Next, we investigated whether the relative abundances (>0.1%) of the cervical microbiota differed between abortion and nonabortion at the species level by 16S rRNA sequencing. We observed that women who had spontaneous abortion showed significant increases (P < 0.05) in Atopobium vaginae, Megasphaera spp., Gardnerella vaginalis, Leptotrichia amnionii, and Sneathia sanguinegens compared to nonabortion group (Table 2). Also, Lactobacillus crispatus were higher in nonabortion, but not statistically significant (Supplementary Table  1). Further, the microbes which showed significant results are selected for logistic regression analysis (univariate and multivariate).

Table 2.

Distribution of the species averaged across the nonabortion, spontaneous abortion, and induced abortion groups.

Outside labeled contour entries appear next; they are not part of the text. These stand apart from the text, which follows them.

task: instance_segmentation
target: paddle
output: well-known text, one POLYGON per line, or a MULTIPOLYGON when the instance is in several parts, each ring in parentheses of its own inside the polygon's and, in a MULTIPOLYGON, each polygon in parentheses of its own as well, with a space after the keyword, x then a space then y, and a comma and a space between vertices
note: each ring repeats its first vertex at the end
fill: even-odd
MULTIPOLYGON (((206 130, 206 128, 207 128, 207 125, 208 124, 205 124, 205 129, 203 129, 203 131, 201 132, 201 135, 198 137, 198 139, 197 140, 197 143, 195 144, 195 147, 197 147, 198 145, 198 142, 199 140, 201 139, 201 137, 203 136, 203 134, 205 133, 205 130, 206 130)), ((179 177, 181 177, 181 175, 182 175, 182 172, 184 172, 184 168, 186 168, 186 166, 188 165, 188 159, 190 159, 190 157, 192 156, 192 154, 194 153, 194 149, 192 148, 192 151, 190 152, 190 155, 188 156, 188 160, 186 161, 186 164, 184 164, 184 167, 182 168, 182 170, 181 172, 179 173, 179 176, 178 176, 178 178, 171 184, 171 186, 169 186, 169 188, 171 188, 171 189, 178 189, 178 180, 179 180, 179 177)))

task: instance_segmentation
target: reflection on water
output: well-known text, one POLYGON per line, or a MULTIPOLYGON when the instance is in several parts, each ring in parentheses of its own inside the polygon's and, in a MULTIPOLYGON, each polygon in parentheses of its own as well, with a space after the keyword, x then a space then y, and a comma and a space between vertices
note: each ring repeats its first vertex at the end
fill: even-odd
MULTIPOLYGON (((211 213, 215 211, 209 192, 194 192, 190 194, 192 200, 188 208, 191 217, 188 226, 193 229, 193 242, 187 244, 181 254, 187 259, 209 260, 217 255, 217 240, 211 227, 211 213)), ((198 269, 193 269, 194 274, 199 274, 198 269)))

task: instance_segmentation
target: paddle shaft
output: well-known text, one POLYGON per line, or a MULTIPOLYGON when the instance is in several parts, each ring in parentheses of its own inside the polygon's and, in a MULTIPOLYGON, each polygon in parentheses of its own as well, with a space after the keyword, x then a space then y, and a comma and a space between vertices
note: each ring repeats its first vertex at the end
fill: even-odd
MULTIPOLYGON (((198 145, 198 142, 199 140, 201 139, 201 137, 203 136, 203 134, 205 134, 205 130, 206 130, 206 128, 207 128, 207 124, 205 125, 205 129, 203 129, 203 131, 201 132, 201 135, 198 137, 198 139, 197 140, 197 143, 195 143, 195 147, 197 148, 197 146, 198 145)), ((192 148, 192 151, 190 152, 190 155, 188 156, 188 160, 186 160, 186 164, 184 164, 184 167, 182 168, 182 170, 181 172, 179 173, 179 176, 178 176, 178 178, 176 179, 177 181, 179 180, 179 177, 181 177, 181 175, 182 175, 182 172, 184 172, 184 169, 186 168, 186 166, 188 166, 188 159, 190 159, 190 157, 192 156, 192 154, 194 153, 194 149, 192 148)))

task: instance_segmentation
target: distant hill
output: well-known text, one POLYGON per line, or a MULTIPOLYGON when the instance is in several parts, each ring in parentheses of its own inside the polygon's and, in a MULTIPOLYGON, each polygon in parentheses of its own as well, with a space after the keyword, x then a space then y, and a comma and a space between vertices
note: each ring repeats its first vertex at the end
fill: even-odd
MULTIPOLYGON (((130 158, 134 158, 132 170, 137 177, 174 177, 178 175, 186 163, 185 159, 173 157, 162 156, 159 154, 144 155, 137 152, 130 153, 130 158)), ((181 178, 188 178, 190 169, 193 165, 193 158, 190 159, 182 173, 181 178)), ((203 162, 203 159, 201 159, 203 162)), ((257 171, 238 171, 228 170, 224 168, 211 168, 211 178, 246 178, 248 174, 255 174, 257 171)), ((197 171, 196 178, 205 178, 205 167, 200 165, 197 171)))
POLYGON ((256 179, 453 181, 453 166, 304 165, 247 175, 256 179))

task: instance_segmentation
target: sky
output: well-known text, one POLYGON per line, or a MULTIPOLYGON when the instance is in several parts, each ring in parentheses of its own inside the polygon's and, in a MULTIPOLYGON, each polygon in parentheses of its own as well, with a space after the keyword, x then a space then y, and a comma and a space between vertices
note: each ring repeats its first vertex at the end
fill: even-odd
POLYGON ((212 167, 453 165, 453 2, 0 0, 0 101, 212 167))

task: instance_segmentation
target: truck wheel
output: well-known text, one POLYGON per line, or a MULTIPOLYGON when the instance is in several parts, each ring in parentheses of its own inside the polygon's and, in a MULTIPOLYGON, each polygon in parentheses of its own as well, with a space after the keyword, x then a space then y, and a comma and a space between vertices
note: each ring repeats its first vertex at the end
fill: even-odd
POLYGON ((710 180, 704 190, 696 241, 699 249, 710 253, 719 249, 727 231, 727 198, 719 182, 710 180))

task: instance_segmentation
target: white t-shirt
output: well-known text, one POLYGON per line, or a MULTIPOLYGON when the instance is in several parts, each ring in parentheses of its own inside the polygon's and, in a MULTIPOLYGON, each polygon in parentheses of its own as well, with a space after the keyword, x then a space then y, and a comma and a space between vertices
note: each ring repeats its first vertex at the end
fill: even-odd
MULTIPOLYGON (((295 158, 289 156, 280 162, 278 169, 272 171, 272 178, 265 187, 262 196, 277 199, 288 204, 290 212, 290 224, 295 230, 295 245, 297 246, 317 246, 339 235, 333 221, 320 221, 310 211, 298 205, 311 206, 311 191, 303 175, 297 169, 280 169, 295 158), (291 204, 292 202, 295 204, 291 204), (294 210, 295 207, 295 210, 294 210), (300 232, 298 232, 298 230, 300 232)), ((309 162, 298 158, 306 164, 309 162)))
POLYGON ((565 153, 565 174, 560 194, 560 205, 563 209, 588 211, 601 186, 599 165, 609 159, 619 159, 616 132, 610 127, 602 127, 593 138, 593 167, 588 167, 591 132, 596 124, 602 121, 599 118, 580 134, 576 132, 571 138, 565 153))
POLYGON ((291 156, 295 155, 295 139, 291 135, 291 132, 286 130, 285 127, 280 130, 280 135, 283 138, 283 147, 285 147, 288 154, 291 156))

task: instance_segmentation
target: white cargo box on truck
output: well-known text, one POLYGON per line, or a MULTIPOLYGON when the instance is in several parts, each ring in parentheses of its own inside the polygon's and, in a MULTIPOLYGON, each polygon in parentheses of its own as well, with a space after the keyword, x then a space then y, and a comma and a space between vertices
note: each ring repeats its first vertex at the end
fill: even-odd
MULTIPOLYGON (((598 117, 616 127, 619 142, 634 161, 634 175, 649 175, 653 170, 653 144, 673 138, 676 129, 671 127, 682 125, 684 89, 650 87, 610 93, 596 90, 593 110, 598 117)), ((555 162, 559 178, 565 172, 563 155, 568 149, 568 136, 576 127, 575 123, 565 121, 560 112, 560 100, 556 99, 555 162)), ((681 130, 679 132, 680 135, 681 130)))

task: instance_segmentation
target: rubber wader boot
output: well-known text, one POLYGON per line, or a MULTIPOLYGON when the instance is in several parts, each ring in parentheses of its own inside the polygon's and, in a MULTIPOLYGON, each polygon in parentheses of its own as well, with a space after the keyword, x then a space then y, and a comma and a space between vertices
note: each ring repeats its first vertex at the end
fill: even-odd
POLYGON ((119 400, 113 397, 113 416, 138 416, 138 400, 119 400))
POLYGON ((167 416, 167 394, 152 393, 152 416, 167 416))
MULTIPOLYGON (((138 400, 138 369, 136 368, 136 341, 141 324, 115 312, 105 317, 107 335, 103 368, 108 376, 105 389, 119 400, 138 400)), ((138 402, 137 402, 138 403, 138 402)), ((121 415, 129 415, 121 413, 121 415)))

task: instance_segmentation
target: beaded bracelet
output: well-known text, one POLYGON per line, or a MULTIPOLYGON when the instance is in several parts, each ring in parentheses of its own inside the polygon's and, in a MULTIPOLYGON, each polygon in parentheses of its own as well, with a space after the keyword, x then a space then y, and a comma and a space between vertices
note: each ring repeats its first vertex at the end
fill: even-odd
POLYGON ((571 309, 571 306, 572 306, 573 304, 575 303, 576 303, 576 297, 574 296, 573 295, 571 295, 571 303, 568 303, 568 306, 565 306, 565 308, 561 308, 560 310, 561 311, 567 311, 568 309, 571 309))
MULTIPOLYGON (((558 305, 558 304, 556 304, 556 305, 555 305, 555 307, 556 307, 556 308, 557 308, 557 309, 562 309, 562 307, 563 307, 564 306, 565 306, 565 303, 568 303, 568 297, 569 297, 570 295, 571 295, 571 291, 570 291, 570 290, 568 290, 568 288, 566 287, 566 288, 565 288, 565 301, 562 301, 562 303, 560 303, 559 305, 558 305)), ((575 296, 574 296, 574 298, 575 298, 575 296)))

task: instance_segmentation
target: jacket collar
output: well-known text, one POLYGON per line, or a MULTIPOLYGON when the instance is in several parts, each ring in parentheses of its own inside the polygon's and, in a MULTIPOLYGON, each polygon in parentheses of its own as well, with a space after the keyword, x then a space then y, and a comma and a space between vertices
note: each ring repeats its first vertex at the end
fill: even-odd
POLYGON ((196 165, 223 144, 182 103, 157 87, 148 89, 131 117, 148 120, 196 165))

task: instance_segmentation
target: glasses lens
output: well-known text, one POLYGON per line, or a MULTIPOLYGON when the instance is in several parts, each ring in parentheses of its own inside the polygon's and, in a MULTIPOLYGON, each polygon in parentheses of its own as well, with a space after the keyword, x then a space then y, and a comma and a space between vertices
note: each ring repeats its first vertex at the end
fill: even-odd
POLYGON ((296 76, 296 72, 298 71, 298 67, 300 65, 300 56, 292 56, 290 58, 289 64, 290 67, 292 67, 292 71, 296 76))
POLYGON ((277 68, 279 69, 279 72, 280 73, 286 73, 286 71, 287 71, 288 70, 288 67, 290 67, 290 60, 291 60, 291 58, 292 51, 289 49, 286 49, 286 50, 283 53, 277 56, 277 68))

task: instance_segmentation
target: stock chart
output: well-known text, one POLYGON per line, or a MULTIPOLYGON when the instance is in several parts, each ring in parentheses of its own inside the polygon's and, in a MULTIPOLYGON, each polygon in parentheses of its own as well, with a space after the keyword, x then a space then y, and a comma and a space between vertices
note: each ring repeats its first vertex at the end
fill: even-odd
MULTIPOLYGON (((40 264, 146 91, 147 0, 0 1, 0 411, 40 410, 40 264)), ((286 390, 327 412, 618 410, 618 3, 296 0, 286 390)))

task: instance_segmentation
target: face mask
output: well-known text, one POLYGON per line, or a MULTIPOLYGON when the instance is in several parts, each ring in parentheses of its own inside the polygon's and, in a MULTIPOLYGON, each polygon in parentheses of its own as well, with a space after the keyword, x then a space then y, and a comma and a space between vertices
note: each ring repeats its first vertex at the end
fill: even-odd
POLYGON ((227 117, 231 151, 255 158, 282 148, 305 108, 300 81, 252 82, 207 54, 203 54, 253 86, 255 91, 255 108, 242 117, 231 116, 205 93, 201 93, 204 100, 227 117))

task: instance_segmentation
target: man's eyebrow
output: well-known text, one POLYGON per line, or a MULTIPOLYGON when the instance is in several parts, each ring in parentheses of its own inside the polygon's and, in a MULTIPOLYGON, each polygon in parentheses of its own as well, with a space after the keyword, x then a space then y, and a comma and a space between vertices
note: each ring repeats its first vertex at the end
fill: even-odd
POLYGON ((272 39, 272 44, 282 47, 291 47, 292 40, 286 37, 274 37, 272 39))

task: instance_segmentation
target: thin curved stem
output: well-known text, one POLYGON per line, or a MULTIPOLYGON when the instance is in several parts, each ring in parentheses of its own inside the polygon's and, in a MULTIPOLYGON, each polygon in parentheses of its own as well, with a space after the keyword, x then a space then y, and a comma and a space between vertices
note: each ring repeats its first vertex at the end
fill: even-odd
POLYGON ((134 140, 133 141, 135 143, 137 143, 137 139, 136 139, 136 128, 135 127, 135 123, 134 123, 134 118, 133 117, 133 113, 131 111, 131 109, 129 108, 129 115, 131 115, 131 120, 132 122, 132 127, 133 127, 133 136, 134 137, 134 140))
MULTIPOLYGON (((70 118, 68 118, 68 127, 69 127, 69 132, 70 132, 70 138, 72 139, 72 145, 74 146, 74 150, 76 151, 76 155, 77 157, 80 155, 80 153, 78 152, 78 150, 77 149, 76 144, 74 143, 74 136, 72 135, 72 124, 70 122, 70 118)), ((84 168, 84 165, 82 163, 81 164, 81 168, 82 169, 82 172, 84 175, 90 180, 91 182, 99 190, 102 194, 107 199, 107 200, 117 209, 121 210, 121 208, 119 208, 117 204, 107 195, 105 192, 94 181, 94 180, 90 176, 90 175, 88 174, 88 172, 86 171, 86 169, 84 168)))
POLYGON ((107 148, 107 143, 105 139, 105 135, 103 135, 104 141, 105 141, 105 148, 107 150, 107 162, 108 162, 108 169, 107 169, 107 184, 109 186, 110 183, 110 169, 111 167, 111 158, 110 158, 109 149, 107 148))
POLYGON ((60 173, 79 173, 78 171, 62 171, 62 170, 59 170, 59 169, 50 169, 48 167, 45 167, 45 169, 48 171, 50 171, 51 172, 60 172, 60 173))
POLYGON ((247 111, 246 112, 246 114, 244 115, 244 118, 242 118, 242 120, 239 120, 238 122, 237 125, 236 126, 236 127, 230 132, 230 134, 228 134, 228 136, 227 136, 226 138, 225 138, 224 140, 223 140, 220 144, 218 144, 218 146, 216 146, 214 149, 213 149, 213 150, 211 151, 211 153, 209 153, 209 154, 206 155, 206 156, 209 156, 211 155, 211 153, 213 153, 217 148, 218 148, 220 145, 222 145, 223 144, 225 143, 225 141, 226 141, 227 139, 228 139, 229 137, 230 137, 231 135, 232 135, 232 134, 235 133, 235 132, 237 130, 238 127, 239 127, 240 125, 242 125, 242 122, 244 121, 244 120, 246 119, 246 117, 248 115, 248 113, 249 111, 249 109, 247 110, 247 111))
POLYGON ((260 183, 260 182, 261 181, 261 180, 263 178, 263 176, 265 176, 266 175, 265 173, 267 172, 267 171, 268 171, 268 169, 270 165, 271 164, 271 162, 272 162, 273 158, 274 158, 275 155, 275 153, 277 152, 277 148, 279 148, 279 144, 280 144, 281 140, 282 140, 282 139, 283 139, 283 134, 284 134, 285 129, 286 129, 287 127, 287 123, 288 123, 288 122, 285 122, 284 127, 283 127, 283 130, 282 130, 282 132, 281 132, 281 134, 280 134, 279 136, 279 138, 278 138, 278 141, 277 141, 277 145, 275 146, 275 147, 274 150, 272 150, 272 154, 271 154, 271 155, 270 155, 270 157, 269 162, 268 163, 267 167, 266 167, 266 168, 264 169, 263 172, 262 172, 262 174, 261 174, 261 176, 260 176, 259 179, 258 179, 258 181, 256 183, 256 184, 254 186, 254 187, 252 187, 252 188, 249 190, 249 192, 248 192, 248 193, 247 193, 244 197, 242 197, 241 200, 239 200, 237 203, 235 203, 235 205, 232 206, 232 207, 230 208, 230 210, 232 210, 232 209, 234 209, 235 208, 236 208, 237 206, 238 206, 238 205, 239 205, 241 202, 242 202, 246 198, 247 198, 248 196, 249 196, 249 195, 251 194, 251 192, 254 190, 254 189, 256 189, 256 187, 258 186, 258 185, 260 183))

Bacteria	Nonabortion (%)	Spontaneous abortion (%)	Induced abortion (%)
Atopobium vaginae	4.232	23.282∗	6.867
Megasphaera spp.	1.029	4.608∗	1.556
Gardnerella vaginalis	0.130	3.579∗	1.811
Leptotrichia amnionii	0.063	1.928∗	1.436∗
Sneathia sanguinegens	0.003	0.549∗	1.932

Only the species which were significantly increased were presented; ^∗P < 0.05 Wilcoxon rank sum test compared with women with nonabortion.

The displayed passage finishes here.